I've been building Pulse, a voice AI co-pilot for engineering work that talks to Jira and GitHub. The idea is simple: speak a command, Claude figures out what to do, your project management tools respond.
To make it work, I had to give Claude the ability to interact with Jira and GitHub. So I did what most people do when they start building with LLMs: I wrote the tools by hand.
tools: [
{ name: "create_jira_ticket", description: "\"...\", input_schema: { ... } },"
{ name: "get_jira_issue", description: "\"...\", input_schema: { ... } },"
{ name: "update_jira_status", description: "\"...\", input_schema: { ... } },"
]
Three tools. Done. It worked fine.
Then I learned what an MCP server actually is, and I realised I had been building with a teaspoon when a fire hose was sitting right there.

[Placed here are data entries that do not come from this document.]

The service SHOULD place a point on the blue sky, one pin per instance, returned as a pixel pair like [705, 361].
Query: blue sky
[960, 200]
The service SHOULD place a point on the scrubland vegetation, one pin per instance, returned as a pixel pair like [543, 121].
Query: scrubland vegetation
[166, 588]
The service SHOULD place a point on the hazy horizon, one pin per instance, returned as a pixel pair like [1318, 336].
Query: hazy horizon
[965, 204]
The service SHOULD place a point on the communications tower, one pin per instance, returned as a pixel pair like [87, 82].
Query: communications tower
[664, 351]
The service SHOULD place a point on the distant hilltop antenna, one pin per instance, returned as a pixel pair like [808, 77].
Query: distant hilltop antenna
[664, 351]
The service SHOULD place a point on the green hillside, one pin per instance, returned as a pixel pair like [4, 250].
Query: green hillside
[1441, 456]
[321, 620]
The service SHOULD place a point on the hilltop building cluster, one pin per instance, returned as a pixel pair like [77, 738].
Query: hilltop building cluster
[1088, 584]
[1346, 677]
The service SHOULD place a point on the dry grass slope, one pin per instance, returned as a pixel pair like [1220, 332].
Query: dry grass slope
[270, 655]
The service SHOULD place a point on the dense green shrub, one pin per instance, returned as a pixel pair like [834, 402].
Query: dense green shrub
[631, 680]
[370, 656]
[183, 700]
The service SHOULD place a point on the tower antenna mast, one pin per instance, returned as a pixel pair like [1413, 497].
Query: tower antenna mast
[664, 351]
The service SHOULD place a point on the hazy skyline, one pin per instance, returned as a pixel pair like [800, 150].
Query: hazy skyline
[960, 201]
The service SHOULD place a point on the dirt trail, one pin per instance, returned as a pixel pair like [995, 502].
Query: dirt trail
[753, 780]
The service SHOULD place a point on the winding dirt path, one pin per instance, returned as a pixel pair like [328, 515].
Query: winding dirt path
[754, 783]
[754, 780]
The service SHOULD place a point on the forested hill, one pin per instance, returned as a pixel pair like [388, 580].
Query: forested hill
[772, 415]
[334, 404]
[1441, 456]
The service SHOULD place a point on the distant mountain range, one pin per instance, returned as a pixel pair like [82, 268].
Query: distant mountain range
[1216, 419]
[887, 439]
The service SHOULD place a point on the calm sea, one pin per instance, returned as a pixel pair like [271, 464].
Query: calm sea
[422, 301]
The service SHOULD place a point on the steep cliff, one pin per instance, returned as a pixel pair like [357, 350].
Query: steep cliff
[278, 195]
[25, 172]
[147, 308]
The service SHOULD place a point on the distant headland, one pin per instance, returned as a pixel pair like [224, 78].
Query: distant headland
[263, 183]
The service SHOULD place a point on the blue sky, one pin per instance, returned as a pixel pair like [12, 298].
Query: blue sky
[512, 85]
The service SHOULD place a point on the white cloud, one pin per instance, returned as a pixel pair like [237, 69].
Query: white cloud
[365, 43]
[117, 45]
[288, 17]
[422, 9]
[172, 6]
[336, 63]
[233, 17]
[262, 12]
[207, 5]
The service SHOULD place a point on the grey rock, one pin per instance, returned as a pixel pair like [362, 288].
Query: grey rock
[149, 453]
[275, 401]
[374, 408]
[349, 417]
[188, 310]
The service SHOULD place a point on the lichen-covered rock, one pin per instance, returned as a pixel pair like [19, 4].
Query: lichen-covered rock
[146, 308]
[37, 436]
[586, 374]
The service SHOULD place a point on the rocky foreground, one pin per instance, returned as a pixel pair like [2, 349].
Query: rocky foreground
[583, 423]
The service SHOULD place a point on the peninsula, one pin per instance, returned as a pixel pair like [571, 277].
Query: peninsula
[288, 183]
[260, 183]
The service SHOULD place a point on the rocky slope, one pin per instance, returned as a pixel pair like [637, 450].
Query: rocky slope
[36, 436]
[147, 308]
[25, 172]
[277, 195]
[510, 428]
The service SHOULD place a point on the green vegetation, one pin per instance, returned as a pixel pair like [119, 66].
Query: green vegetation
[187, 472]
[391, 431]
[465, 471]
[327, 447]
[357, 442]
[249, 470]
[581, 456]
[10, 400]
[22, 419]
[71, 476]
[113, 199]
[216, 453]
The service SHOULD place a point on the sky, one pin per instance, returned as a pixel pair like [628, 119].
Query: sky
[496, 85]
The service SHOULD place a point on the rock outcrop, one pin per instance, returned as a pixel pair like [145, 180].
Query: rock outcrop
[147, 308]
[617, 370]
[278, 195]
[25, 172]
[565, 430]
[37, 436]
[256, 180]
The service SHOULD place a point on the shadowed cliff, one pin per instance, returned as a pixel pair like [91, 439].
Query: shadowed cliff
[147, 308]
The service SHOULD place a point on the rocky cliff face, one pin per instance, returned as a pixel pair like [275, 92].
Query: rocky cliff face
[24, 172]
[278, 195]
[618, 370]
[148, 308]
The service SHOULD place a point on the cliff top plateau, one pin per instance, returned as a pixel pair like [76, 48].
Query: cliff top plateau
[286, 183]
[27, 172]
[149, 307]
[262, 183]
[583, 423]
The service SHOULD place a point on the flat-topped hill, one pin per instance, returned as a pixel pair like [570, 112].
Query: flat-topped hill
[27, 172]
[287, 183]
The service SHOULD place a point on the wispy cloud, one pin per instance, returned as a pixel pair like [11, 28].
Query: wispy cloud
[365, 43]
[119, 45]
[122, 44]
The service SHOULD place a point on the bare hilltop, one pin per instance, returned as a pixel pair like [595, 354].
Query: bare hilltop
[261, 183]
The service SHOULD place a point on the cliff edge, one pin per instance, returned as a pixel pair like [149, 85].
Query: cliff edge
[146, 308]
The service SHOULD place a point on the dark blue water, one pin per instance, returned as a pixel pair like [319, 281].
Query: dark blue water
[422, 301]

First, what is tool calling?
When you build an LLM application, the model lives in a box. It can think, reason, and generate text, but it cannot do anything in the real world on its own.
Tool calling is how you fix that. You define a set of functions and tell the model they exist. When the model decides one is needed, it calls it with the right arguments. Your code executes the function and passes the result back to the model.
User gives instruction
↓
Claude decides which tool to call
↓
Your code executes it
↓
Claude gets the result and responds
It's powerful. But you write every tool yourself. You define the schema, you maintain it, you add new ones when you need them.
So what is an MCP server?
MCP stands for Model Context Protocol. The simplest way I can explain it:
Tool calling is giving Claude a telephone. MCP is giving Claude a universal remote control.
The telephone analogy works because with hand-rolled tools, you're wiring up each number yourself. You decide what Claude can call, you write the definition, you maintain it forever.
An MCP server is a running process that speaks a standard protocol. Claude connects to it and asks: "what tools do you have?" The server responds with a full list. Claude now knows everything it can do without you having written a single tool definition.
More concretely:
| Tool Calling | MCP Server | |
|---|---|---|
| What it is | Functions you define manually | A running server Claude connects to |
| Setup | You write each function and schema | Server exposes its tools automatically |
| Reusability | Tied to your app | Any AI that speaks MCP can use it |
| Maintenance | Yours forever | The server owner's problem |
Jira has an MCP server. GitHub has an MCP server. Instead of my 3 hand-rolled tools, I can point Pulse at both servers and Claude automatically gets access to the full API surface of each product.
Sprints. PRs. Worklogs. Reviews. Branches. Comments. Issue history.
Same voice interface. Dramatically larger capability surface.
The part that actually blew my mind
Claude can reason across multiple MCP servers simultaneously.
So instead of three isolated tool calls, you can say:
"Find all Jira tickets marked Done this sprint, check if the linked PR was actually merged, and flag any that say Done but the PR is still open."
That used to be a custom script someone had to write, test, and maintain. With MCP, it's a voice command.
And when Jira ships new API features? The MCP server updates. Claude automatically has access. You change nothing.
The broader point
Most people are still thinking about AI as a chatbot. You ask it something, it answers.
What I've been building toward is composing intelligence over systems. Claude isn't just answering questions. It's reasoning across your Jira board, your GitHub history, and your internal data, then taking action.
The tools that make that possible are not complicated individually. What takes work is understanding how they fit together and when to use each one.
That's what I'm figuring out in public, one project at a time.